Ma’an News Agency | – –
RAMALLAH (Ma’an) — Israeli authorities have been conducting a land survey in the southern occupied West Bank near Bethlehem in order to declare state lands to build a new settlement, a move which Palestinian Prime Minister Rami Hamdallah called “another step towards cutting the West Bank in two” on Monday.
In a statement released on Monday, Israeli NGO Peace Now said the Israeli government had notified the Israeli Supreme Court on Aug. 10 that it had begun a land survey in the area of the Palestinian village of Nahla in the West Bank district of Bethlehem, with the aim of declaring “state lands” in the area.
“A declaration as such, combined with the allocation of a small portion of the state lands in the area for the purpose of a road, will enable to connect the planned settlement of Givat Eitam to the settlement of Efrat,” Peace Now said, adding that the move would facilitate the establishment of the illegal settlement of Givat Eitam.
Israeli authorities have discussed plans for the creation of the Givat Eitam settlement for years, to be located past the Israeli separation wall inside the West Bank, and meant to host some 2,500 housing units, according to blueprints from the Israeli Ministry of Construction and Housing.

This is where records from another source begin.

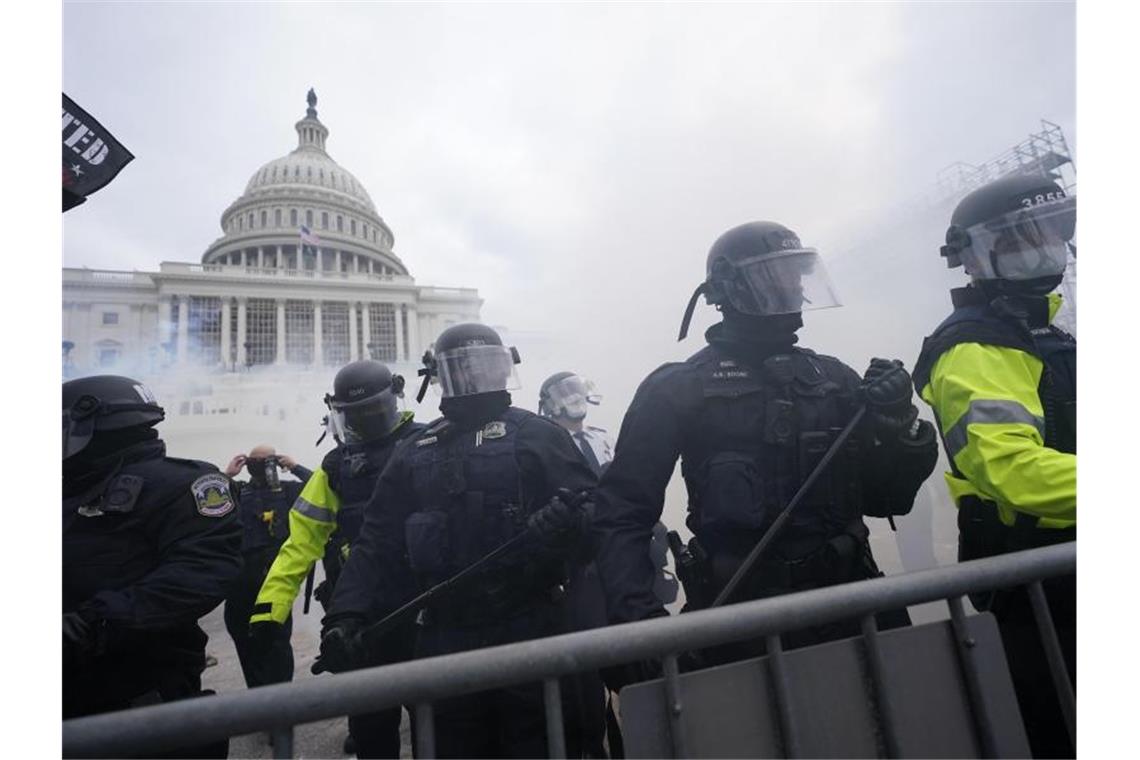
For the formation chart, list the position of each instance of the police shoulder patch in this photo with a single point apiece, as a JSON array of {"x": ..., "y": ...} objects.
[
  {"x": 494, "y": 430},
  {"x": 211, "y": 493}
]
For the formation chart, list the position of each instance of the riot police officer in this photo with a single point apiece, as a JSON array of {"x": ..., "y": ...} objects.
[
  {"x": 263, "y": 504},
  {"x": 480, "y": 475},
  {"x": 750, "y": 415},
  {"x": 149, "y": 545},
  {"x": 1001, "y": 380},
  {"x": 325, "y": 520}
]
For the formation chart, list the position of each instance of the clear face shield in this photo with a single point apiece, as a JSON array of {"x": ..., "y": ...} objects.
[
  {"x": 471, "y": 369},
  {"x": 782, "y": 283},
  {"x": 1026, "y": 244},
  {"x": 366, "y": 419},
  {"x": 570, "y": 395}
]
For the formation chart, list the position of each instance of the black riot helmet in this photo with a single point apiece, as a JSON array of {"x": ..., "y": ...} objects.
[
  {"x": 762, "y": 269},
  {"x": 566, "y": 394},
  {"x": 1012, "y": 234},
  {"x": 103, "y": 403},
  {"x": 363, "y": 403},
  {"x": 470, "y": 359}
]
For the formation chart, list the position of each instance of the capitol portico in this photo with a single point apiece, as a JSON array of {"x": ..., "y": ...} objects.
[{"x": 267, "y": 293}]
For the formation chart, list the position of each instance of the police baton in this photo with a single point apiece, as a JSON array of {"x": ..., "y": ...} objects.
[
  {"x": 372, "y": 635},
  {"x": 754, "y": 556},
  {"x": 308, "y": 587}
]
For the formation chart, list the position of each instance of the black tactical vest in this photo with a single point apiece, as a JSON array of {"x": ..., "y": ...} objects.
[
  {"x": 353, "y": 479},
  {"x": 469, "y": 500},
  {"x": 975, "y": 320},
  {"x": 760, "y": 430}
]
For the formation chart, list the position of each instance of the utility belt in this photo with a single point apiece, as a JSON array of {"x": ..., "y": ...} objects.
[
  {"x": 982, "y": 533},
  {"x": 491, "y": 603}
]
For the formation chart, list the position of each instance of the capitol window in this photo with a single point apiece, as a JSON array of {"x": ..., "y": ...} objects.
[
  {"x": 334, "y": 332},
  {"x": 382, "y": 327},
  {"x": 299, "y": 337}
]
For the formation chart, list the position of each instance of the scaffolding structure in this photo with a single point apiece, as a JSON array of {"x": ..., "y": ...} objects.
[{"x": 1043, "y": 153}]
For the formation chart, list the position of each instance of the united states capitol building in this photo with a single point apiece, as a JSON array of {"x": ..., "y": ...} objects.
[{"x": 263, "y": 301}]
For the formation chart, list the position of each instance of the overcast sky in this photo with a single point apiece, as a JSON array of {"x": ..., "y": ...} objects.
[{"x": 576, "y": 162}]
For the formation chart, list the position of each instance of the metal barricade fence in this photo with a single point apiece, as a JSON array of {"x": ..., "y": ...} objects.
[{"x": 420, "y": 683}]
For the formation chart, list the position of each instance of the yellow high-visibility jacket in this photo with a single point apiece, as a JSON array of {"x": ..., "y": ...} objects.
[
  {"x": 993, "y": 423},
  {"x": 311, "y": 522}
]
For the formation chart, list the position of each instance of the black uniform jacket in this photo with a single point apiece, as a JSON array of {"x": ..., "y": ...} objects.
[
  {"x": 377, "y": 577},
  {"x": 672, "y": 416},
  {"x": 147, "y": 552}
]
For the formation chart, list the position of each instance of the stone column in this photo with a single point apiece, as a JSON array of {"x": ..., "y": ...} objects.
[
  {"x": 225, "y": 333},
  {"x": 318, "y": 359},
  {"x": 366, "y": 324},
  {"x": 241, "y": 332},
  {"x": 352, "y": 352},
  {"x": 281, "y": 333},
  {"x": 165, "y": 319},
  {"x": 400, "y": 356},
  {"x": 184, "y": 328},
  {"x": 415, "y": 350}
]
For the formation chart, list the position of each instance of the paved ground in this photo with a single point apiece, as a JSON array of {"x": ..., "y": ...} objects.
[{"x": 320, "y": 740}]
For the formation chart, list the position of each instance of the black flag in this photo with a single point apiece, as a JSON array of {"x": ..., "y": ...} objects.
[{"x": 92, "y": 156}]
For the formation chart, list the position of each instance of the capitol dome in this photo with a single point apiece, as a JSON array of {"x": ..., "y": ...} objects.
[{"x": 308, "y": 188}]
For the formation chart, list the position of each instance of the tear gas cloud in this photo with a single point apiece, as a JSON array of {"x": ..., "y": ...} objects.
[{"x": 575, "y": 163}]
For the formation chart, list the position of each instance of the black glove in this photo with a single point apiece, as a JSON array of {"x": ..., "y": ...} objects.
[
  {"x": 265, "y": 632},
  {"x": 324, "y": 594},
  {"x": 342, "y": 647},
  {"x": 560, "y": 522},
  {"x": 887, "y": 389}
]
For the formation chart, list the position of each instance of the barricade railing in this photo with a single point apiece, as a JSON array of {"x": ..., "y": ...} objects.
[{"x": 421, "y": 683}]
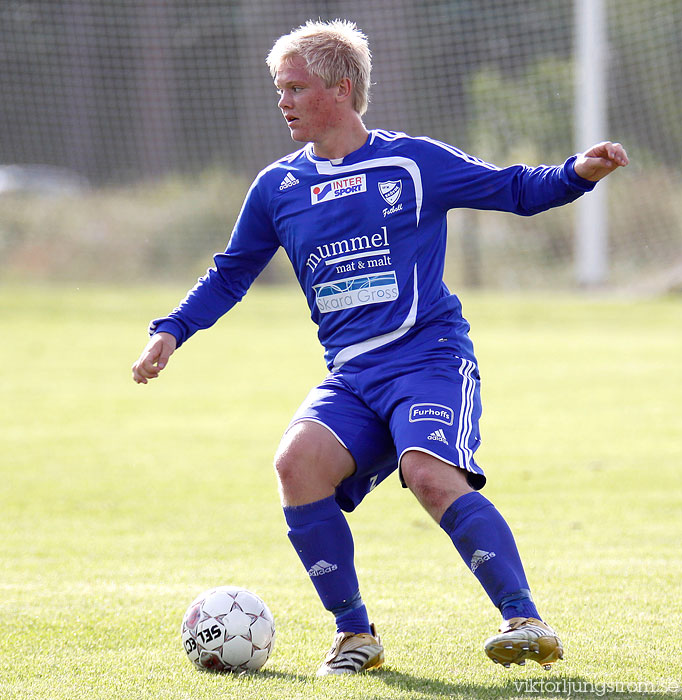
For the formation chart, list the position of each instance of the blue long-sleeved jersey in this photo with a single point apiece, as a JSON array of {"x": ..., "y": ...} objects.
[{"x": 366, "y": 236}]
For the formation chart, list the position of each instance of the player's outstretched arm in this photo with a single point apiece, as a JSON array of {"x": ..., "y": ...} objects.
[
  {"x": 600, "y": 160},
  {"x": 154, "y": 357}
]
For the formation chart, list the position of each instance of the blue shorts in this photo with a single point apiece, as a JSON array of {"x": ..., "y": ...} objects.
[{"x": 423, "y": 394}]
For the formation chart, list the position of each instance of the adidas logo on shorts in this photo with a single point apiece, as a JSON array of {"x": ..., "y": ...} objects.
[
  {"x": 289, "y": 181},
  {"x": 322, "y": 567},
  {"x": 438, "y": 435}
]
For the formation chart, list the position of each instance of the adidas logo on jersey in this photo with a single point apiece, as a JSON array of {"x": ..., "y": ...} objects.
[
  {"x": 289, "y": 181},
  {"x": 322, "y": 567},
  {"x": 479, "y": 558},
  {"x": 438, "y": 435}
]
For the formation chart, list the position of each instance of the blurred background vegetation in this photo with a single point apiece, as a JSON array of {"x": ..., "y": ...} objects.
[{"x": 131, "y": 129}]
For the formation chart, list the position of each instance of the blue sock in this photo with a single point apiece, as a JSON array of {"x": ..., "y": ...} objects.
[
  {"x": 324, "y": 543},
  {"x": 485, "y": 542}
]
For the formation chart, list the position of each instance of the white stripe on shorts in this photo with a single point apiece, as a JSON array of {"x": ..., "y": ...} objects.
[{"x": 464, "y": 427}]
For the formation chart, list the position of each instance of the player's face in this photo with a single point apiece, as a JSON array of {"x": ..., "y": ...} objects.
[{"x": 310, "y": 108}]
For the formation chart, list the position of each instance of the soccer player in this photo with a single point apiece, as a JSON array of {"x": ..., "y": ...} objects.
[{"x": 362, "y": 217}]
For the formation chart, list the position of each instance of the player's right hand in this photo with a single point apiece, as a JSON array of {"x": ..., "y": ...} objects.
[{"x": 154, "y": 357}]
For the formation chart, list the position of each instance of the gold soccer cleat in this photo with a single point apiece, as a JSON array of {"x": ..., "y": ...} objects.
[
  {"x": 352, "y": 653},
  {"x": 524, "y": 638}
]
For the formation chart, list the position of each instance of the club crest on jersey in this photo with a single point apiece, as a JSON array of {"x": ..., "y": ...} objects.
[
  {"x": 334, "y": 189},
  {"x": 391, "y": 191}
]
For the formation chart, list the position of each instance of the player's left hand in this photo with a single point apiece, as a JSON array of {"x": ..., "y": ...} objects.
[{"x": 600, "y": 160}]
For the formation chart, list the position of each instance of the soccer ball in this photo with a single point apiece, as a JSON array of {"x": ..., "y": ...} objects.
[{"x": 228, "y": 629}]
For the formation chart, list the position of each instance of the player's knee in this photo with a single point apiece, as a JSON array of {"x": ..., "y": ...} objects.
[
  {"x": 419, "y": 477},
  {"x": 309, "y": 463},
  {"x": 434, "y": 483}
]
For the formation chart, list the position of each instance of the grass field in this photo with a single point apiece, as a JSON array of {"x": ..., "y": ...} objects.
[{"x": 120, "y": 503}]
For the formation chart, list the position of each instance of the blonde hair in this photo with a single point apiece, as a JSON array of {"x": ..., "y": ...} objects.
[{"x": 332, "y": 51}]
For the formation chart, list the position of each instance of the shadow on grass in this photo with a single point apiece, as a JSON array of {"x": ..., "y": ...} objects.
[{"x": 533, "y": 686}]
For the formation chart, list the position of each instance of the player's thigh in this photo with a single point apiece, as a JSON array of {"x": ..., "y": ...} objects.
[
  {"x": 310, "y": 453},
  {"x": 439, "y": 415},
  {"x": 366, "y": 437}
]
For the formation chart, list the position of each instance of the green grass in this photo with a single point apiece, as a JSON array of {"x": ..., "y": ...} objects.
[{"x": 120, "y": 502}]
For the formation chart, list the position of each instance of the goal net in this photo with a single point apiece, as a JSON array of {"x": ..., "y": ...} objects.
[{"x": 131, "y": 129}]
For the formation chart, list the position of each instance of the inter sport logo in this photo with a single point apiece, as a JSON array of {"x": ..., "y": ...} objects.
[
  {"x": 334, "y": 189},
  {"x": 288, "y": 181},
  {"x": 356, "y": 291},
  {"x": 431, "y": 411}
]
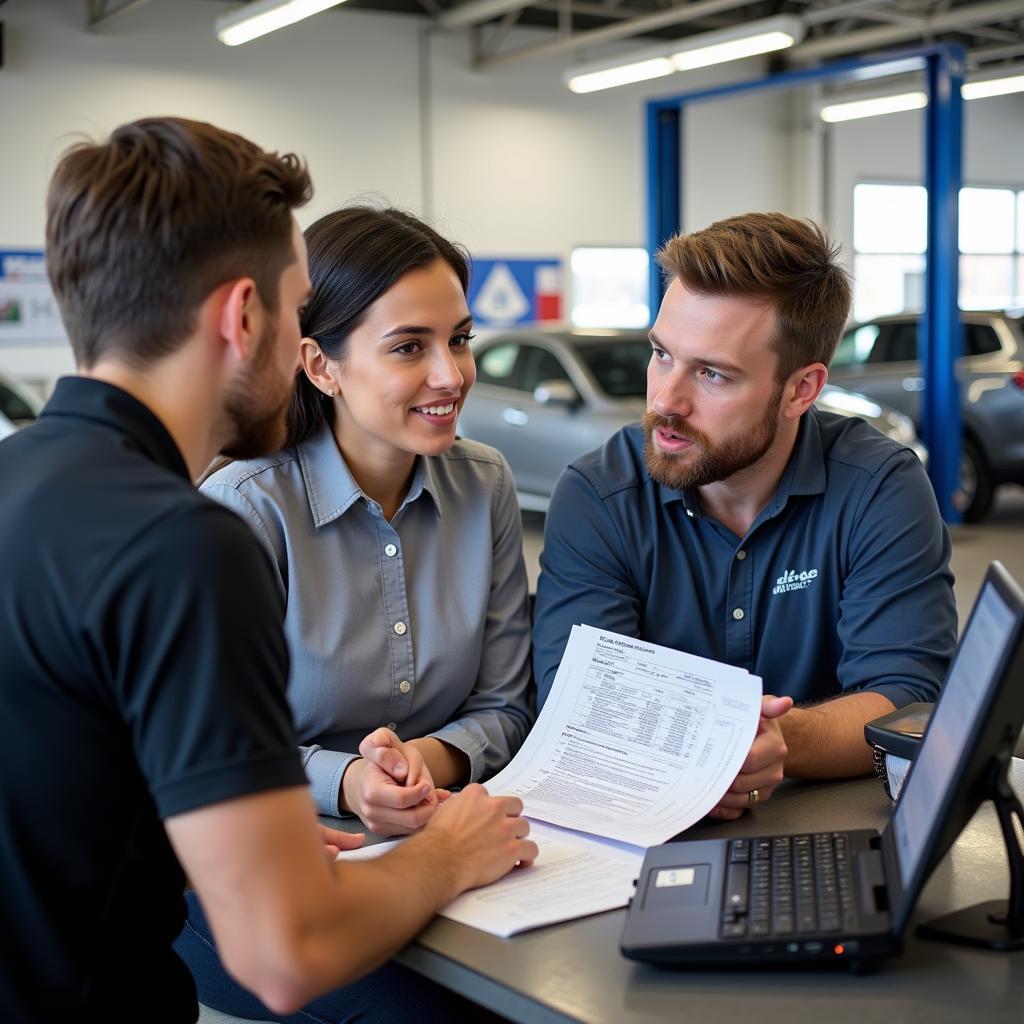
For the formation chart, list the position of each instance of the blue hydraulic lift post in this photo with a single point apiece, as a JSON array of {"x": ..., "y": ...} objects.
[
  {"x": 664, "y": 188},
  {"x": 941, "y": 339},
  {"x": 943, "y": 144}
]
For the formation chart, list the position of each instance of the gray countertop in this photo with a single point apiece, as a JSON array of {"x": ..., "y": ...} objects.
[{"x": 573, "y": 972}]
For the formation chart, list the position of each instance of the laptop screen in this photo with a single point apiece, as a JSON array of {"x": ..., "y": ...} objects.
[{"x": 953, "y": 722}]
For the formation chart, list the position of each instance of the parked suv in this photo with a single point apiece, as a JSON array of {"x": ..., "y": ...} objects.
[
  {"x": 545, "y": 397},
  {"x": 880, "y": 359},
  {"x": 18, "y": 407}
]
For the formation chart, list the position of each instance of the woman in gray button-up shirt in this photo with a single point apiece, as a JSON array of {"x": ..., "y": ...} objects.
[{"x": 398, "y": 547}]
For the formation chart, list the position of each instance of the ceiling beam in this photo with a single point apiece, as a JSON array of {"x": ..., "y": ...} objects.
[
  {"x": 869, "y": 39},
  {"x": 624, "y": 30},
  {"x": 100, "y": 11},
  {"x": 475, "y": 11}
]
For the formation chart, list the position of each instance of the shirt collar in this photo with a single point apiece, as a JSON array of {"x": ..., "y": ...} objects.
[
  {"x": 86, "y": 397},
  {"x": 804, "y": 473},
  {"x": 332, "y": 488}
]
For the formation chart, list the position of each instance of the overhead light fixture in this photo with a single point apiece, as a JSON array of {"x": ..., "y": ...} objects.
[
  {"x": 999, "y": 83},
  {"x": 995, "y": 82},
  {"x": 257, "y": 18},
  {"x": 685, "y": 54},
  {"x": 734, "y": 44},
  {"x": 873, "y": 107},
  {"x": 621, "y": 74}
]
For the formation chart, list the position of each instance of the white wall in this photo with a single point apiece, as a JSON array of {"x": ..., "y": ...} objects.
[
  {"x": 517, "y": 164},
  {"x": 507, "y": 161}
]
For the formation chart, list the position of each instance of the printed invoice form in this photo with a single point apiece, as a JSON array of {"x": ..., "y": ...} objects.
[{"x": 635, "y": 743}]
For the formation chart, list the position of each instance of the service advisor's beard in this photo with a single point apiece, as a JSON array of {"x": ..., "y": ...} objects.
[
  {"x": 256, "y": 404},
  {"x": 707, "y": 463}
]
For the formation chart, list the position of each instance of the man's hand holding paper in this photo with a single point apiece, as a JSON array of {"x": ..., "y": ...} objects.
[{"x": 762, "y": 771}]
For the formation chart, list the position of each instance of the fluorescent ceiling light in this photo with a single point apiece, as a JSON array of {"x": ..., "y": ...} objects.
[
  {"x": 872, "y": 108},
  {"x": 747, "y": 41},
  {"x": 639, "y": 71},
  {"x": 257, "y": 18},
  {"x": 993, "y": 87},
  {"x": 998, "y": 82},
  {"x": 684, "y": 54}
]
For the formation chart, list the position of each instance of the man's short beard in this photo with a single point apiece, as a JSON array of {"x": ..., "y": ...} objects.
[
  {"x": 256, "y": 406},
  {"x": 711, "y": 462}
]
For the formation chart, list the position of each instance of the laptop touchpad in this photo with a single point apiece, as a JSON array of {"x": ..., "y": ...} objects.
[{"x": 681, "y": 885}]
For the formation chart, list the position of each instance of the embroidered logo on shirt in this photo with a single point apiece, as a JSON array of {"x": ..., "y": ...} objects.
[{"x": 792, "y": 580}]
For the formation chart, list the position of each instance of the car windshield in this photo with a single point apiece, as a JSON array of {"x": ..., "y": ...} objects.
[{"x": 619, "y": 367}]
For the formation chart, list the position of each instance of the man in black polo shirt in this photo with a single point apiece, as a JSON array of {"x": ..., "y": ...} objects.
[{"x": 142, "y": 665}]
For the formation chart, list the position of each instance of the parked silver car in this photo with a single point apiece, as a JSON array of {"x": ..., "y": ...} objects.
[
  {"x": 880, "y": 358},
  {"x": 545, "y": 397},
  {"x": 18, "y": 407}
]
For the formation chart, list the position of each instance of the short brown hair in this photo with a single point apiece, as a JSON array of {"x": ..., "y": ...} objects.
[
  {"x": 142, "y": 227},
  {"x": 787, "y": 261}
]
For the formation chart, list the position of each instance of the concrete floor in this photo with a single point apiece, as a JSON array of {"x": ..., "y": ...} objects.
[{"x": 999, "y": 537}]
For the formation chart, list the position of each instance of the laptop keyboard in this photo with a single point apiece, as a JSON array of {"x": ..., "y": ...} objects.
[{"x": 787, "y": 885}]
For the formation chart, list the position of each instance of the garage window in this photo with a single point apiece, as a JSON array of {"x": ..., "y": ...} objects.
[{"x": 890, "y": 237}]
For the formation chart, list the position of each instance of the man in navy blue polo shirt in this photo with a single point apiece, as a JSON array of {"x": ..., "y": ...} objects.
[{"x": 739, "y": 523}]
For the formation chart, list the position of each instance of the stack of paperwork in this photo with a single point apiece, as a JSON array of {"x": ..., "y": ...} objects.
[{"x": 635, "y": 743}]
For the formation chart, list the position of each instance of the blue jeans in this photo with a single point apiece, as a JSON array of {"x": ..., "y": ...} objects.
[{"x": 391, "y": 993}]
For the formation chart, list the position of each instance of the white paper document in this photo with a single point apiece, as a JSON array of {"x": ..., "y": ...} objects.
[
  {"x": 636, "y": 741},
  {"x": 573, "y": 877}
]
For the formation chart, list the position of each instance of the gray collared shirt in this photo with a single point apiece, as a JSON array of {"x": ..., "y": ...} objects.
[{"x": 421, "y": 624}]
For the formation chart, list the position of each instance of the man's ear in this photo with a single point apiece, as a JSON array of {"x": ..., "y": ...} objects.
[
  {"x": 802, "y": 388},
  {"x": 241, "y": 317},
  {"x": 313, "y": 361}
]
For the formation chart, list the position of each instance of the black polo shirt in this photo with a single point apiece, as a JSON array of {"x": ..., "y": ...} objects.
[{"x": 142, "y": 673}]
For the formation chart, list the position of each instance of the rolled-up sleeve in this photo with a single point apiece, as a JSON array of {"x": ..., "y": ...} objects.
[
  {"x": 897, "y": 620},
  {"x": 585, "y": 577},
  {"x": 324, "y": 768},
  {"x": 493, "y": 722}
]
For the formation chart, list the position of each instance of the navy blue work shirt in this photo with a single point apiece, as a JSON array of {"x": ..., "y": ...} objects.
[{"x": 842, "y": 583}]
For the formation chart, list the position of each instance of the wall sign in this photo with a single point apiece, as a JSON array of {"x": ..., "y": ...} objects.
[
  {"x": 28, "y": 309},
  {"x": 515, "y": 292}
]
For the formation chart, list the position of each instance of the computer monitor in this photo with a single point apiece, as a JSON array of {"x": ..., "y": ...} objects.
[{"x": 975, "y": 723}]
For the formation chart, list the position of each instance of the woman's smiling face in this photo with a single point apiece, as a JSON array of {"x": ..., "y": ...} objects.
[{"x": 408, "y": 367}]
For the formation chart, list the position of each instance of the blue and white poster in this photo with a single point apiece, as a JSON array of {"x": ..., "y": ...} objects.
[
  {"x": 515, "y": 292},
  {"x": 28, "y": 309}
]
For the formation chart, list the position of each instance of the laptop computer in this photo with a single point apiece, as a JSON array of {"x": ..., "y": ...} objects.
[{"x": 846, "y": 897}]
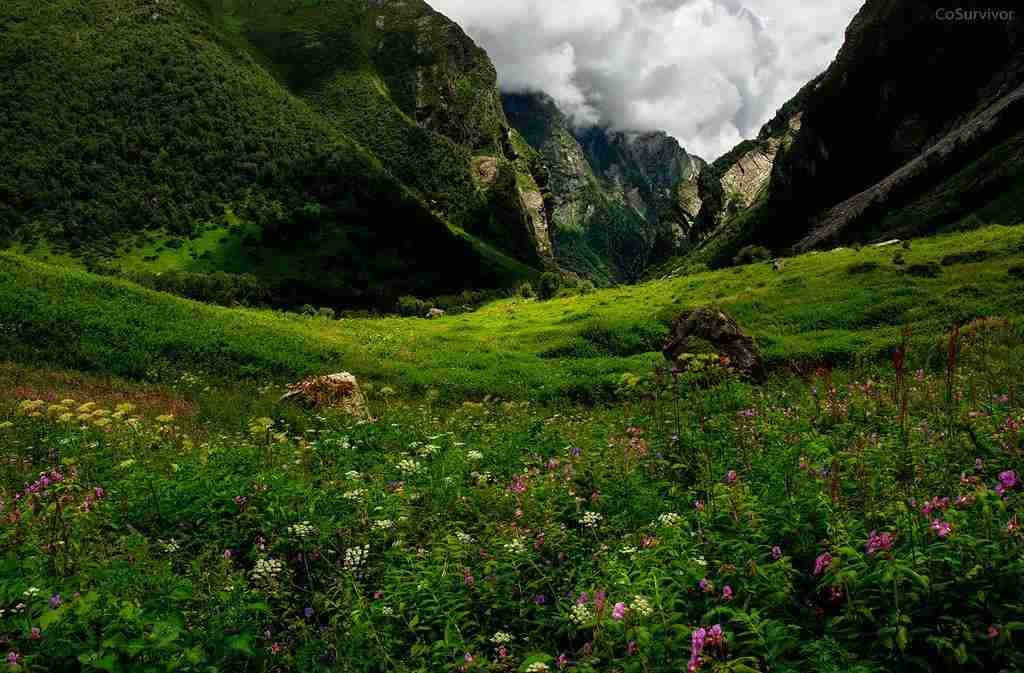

“The installation of this infrastructure will be possible if and when the land survey now underway is completed in the area between Efrat and Givat Eitam in a manner that creates contiguity of state lands,” the state document to the Supreme Court read, as quoted by Israeli newspaper Haaretz.
The announcement by the Israeli government came after Peace Now petitioned to the Israeli Supreme Court, demanding more transparency from the state of Israel regarding the plans, so the group could appeal the decision ahead of time.
The Israeli government responded to the petition saying it would make its intentions public a month prior to signing a land allocation contract, Peace Now reported.
Hamdallah slammed the move as further separating the city of Bethlehem — which is already surrounded by settlements and Israeli-only roads on three sides — from the rest of the southern West Bank and preventing any future Palestinian expansion in the area.
“Israel’s move to build a new illegal settlement and bypass road next to Bethlehem is another step into cutting the West Bank in two, and annexing Area C,” said Hamdallah, referring to the more than 60 percent of the occupied West Bank under full Israeli control. “Israeli authorities are doing their best to destroy the historic character of Bethlehem.”
Local residents near Nahla have reported Israeli forces leveling lands in the area over the past several days near the settlement bloc of Gush Etzion.
Jamal Dajani, director of strategic communications at the Prime Minister’s office, said that “the international community has an obligation to stop Israel’s illegal and ongoing land theft, before there is nothing left of Palestine.”
Meanwhile, Haaretz quoted the Efrat settlement regional council as saying that it was “happy that the state is seeking to redress an injustice of years,” adding that efforts by groups such as Peace Now to counter settlement expansion were “trying to sabotage the building of the Land of Israel.”
In July 2015, Peace Now revealed that Israel’s Civil Administration was planning to allocate land for 800 settlement housing units in the area, despite orders by Israeli Prime Minister Benjamin Netanyahu in 2013 to cancel planning tenders for the planned settlement of Givat Eitam.
The declaration of state land in the area, combined with 300 dunams of land already owned by the Jewish National Fund (JNF) — an organization that works to “reclaim” and repurpose land for use by Jewish citizens, often at the expense of Palestinian right to land and control of resources — would pave the way for the establishment of the new settlement in a zone Peace Now called E2, in reference to the E1 settlement corridor in the area of occupied East Jerusalem.
“A new settlement in E2 will pose a serious blow for the possibility to reach a two-state solution and establish a viable Palestinian state alongside Israel,” Peace Now deplored on Monday. “The government’s efforts to appropriate lands and connect Givat Eitam with the settlement of Efrat are another step on the way to a one-state reality.”
While members of the international community rested the solution to the Israeli-Palestinian conflict on the discontinuation of illegal Israeli settlements and the establishment of a two-state solution, Israeli leaders have instead shifted farther to the right as many Knesset members have called for an escalation of settlement building in the occupied West Bank, and with some having advocated for its complete annexation.
A number of Palestinian activists have criticized the two-state solution as unsustainable and unlikely to bring durable peace, proposing instead a binational state with equal rights for Israelis and Palestinians.
The Palestinian Prime Minister’s office said in a statement on Monday that Israeli settlements — which are illegal under international law — control some 42 percent of West Bank land, whether through housing, agricultural and industrial facilities, roads, and other infrastructure.